Клодина подняла свои омраченные глаза и встретила его взор.
— Камни вместо хлеба? — проговорила она. — Мне дороже спокойное чувство, что нужда изгнана из моего дома. Поэтому я рассуждаю так же практично, как Беата… А что мне делать при дворе? Вы, кажется, не знаете, что я вышла в отставку?
— Как же, об этом щебечут даже воробьи на крышах резиденции. Но разве ваше имя и столь завидное для многих положение любимицы герцогини-матери не дают вам права когда угодно вернуться ко двору?
— Из бедного Совиного дома? — спросила она дрогнувшими губами, и глаза ее сверкнули.
— Конечно, расстояние далеко, — произнес барон, и голос его звучал безжалостно, как будто ему попалась давно желанная жертва. — Ровно восемь часов езды!.. Но двор может найти средство и подвинуться к вам поближе.
— Как это возможно? — воскликнула она со сдержанным испугом. — Кроме старой Лесной отрады, у герцогского дома нет владений в окрестностях.
— И в трех узких комнатах знаменитой Лесной отрады вода течет со стен, — заметила с улыбкой Беата.

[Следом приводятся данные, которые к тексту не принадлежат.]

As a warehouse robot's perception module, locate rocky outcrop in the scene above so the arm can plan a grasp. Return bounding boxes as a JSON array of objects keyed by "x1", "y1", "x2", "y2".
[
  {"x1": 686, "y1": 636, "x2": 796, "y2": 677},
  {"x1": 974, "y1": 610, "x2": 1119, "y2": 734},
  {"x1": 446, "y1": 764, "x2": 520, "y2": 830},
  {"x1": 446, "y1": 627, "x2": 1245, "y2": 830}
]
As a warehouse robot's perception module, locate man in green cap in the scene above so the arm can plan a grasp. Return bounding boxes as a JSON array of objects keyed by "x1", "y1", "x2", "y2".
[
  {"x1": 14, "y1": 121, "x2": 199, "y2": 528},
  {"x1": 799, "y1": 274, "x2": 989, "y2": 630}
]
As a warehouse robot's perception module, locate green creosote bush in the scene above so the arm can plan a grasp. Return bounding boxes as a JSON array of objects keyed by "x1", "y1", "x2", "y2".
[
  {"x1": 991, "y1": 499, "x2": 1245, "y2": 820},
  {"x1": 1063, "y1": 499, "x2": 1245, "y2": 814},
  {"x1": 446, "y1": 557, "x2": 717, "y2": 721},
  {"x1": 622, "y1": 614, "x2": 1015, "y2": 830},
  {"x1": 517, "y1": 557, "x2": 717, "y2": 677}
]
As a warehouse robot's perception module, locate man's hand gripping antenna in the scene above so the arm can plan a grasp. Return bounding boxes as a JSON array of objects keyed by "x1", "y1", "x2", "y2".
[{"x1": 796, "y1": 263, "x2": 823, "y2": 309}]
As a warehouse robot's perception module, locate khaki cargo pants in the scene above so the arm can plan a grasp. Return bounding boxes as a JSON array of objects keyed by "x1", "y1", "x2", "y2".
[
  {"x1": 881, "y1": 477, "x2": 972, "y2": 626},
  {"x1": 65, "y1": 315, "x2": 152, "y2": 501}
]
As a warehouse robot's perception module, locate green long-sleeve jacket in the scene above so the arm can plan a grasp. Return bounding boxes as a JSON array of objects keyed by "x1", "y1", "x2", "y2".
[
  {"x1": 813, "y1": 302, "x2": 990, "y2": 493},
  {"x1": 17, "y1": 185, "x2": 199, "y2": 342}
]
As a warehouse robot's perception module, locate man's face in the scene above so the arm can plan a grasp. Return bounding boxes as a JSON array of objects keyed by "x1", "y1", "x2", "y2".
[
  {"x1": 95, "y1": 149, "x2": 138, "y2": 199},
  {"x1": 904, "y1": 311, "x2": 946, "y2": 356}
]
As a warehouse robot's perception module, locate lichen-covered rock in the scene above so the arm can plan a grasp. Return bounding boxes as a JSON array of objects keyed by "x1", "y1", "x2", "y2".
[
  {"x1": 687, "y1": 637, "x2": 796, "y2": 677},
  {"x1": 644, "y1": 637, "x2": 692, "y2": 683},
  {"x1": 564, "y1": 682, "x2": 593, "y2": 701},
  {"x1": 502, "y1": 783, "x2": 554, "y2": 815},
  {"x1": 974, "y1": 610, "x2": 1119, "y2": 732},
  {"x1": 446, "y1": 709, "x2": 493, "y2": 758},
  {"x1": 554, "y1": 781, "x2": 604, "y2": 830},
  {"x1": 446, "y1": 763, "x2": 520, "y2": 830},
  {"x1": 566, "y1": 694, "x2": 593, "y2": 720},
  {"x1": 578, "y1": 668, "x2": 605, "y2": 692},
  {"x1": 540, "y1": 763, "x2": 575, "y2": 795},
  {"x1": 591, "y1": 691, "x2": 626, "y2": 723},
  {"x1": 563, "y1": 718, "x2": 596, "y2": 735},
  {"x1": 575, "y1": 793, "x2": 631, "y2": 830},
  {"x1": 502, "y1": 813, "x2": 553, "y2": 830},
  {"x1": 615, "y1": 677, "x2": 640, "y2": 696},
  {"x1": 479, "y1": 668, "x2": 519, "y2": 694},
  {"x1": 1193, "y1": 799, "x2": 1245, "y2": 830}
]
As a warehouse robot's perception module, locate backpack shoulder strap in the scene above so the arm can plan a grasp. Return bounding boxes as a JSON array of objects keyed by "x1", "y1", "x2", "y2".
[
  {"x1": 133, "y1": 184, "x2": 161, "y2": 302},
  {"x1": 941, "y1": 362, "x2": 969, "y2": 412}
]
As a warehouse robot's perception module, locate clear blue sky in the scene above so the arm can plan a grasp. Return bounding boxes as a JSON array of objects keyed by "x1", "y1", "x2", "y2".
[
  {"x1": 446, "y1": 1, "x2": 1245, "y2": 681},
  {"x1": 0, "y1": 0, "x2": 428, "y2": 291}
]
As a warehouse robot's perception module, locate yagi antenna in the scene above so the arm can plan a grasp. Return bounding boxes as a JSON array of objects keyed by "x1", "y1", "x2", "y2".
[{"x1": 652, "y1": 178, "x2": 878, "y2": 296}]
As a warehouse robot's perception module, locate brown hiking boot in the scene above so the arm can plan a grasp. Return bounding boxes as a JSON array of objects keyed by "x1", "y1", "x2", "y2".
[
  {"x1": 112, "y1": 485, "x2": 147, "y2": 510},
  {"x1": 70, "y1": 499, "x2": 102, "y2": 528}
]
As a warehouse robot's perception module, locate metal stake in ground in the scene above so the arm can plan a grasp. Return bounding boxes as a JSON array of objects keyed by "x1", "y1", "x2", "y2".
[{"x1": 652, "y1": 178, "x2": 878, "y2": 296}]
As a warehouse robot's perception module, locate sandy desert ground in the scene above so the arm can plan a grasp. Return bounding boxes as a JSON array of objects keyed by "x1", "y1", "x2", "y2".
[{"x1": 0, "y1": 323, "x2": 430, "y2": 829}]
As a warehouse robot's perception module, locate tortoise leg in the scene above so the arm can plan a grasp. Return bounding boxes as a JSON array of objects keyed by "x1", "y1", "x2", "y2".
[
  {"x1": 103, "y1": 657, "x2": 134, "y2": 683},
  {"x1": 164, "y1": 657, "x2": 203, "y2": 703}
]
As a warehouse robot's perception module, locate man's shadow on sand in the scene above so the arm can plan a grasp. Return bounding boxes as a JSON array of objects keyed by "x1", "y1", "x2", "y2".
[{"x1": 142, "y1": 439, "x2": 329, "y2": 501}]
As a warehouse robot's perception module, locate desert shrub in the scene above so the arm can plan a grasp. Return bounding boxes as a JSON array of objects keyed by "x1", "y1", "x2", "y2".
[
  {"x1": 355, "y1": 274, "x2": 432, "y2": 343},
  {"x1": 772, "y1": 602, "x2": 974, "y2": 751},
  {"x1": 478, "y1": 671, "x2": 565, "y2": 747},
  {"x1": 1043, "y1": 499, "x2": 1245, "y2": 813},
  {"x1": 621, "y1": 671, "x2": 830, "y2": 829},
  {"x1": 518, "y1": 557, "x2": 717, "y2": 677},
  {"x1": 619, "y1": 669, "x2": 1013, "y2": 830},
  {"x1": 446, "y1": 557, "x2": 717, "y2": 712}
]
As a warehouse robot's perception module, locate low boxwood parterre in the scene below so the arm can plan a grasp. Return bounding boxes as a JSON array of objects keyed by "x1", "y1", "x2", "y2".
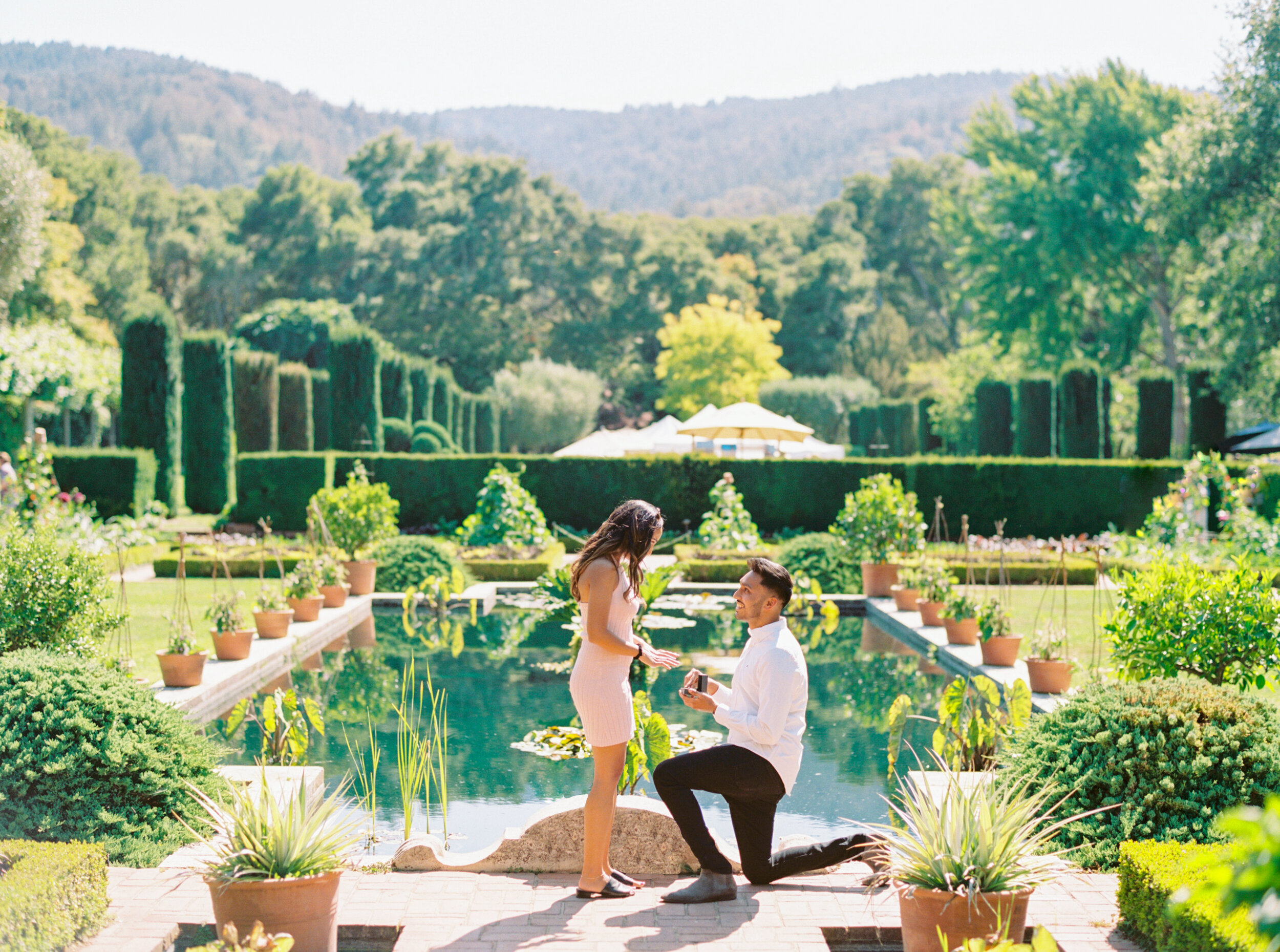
[{"x1": 1116, "y1": 841, "x2": 1267, "y2": 952}]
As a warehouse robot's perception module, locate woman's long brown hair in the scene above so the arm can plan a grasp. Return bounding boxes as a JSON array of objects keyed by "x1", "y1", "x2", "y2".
[{"x1": 570, "y1": 499, "x2": 662, "y2": 601}]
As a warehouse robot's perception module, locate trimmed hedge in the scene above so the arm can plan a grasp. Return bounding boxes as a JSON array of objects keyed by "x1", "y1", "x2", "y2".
[
  {"x1": 182, "y1": 331, "x2": 236, "y2": 512},
  {"x1": 329, "y1": 328, "x2": 383, "y2": 452},
  {"x1": 1116, "y1": 841, "x2": 1267, "y2": 952},
  {"x1": 119, "y1": 306, "x2": 183, "y2": 512},
  {"x1": 49, "y1": 447, "x2": 156, "y2": 518},
  {"x1": 232, "y1": 351, "x2": 281, "y2": 453},
  {"x1": 974, "y1": 380, "x2": 1014, "y2": 456},
  {"x1": 1014, "y1": 377, "x2": 1054, "y2": 457},
  {"x1": 278, "y1": 364, "x2": 315, "y2": 453},
  {"x1": 0, "y1": 839, "x2": 108, "y2": 952}
]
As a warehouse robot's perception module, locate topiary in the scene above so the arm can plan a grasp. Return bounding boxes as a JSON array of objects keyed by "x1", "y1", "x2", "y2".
[
  {"x1": 1001, "y1": 678, "x2": 1280, "y2": 868},
  {"x1": 374, "y1": 536, "x2": 463, "y2": 591},
  {"x1": 0, "y1": 650, "x2": 222, "y2": 866}
]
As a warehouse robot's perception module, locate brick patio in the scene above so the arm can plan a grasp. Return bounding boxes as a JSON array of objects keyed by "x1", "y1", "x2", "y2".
[{"x1": 78, "y1": 864, "x2": 1138, "y2": 952}]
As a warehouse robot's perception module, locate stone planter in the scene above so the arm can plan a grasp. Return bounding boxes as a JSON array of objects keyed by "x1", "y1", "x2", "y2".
[
  {"x1": 896, "y1": 883, "x2": 1032, "y2": 952},
  {"x1": 890, "y1": 585, "x2": 921, "y2": 611},
  {"x1": 342, "y1": 559, "x2": 378, "y2": 595},
  {"x1": 205, "y1": 870, "x2": 342, "y2": 952},
  {"x1": 209, "y1": 628, "x2": 253, "y2": 662},
  {"x1": 253, "y1": 608, "x2": 293, "y2": 639},
  {"x1": 156, "y1": 651, "x2": 209, "y2": 687},
  {"x1": 289, "y1": 595, "x2": 324, "y2": 622},
  {"x1": 320, "y1": 585, "x2": 351, "y2": 608},
  {"x1": 915, "y1": 599, "x2": 944, "y2": 628},
  {"x1": 982, "y1": 634, "x2": 1023, "y2": 668},
  {"x1": 1027, "y1": 658, "x2": 1072, "y2": 693},
  {"x1": 863, "y1": 562, "x2": 898, "y2": 599},
  {"x1": 942, "y1": 618, "x2": 978, "y2": 645}
]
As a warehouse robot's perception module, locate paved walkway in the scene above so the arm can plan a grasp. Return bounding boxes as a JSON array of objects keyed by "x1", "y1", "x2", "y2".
[{"x1": 79, "y1": 864, "x2": 1138, "y2": 952}]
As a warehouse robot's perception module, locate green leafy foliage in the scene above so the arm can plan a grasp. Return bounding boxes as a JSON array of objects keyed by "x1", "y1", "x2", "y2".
[
  {"x1": 1002, "y1": 680, "x2": 1280, "y2": 868},
  {"x1": 0, "y1": 650, "x2": 217, "y2": 865},
  {"x1": 1106, "y1": 559, "x2": 1280, "y2": 690}
]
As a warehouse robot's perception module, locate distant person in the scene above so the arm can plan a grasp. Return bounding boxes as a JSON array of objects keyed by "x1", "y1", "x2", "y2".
[
  {"x1": 653, "y1": 559, "x2": 874, "y2": 902},
  {"x1": 568, "y1": 499, "x2": 680, "y2": 900}
]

— Буря скоро обратит негодную постройку в груду мусора… — Барон замолчал и зашагал по комнате. — Третьего дня я провел несколько часов в резиденции, чтобы показать принцессе Текле ее внучку, — продолжал он, остановившись, — и слышал мельком о подобном намерении герцога.
При этом он пристально, почти враждебно, посмотрел в прекрасное лицо бывшей фрейлины, которая густо покраснела.
— Много соображали и шептались по такому поводу, — продолжал он и с насмешливой улыбкой отвел глаза от покрасневшего лица. — Вы знакомы с придворной болтовней. Она, как мяч, вылетает из какого-нибудь угла, и ее трудно поймать, но след остается даже на задетом венце святыни.
При этих словах Клодина подняла опущенную голову.
— Да, я знакома с придворной болтовней, — согласилась она, — но никогда не унижалась до такой степени, чтоб она могла оказывать на меня какое бы то ни было влияние.
— Браво, старый пансионский товарищ! — воскликнула Беата. — Ты действительно выбралась оттуда целой и невредимой!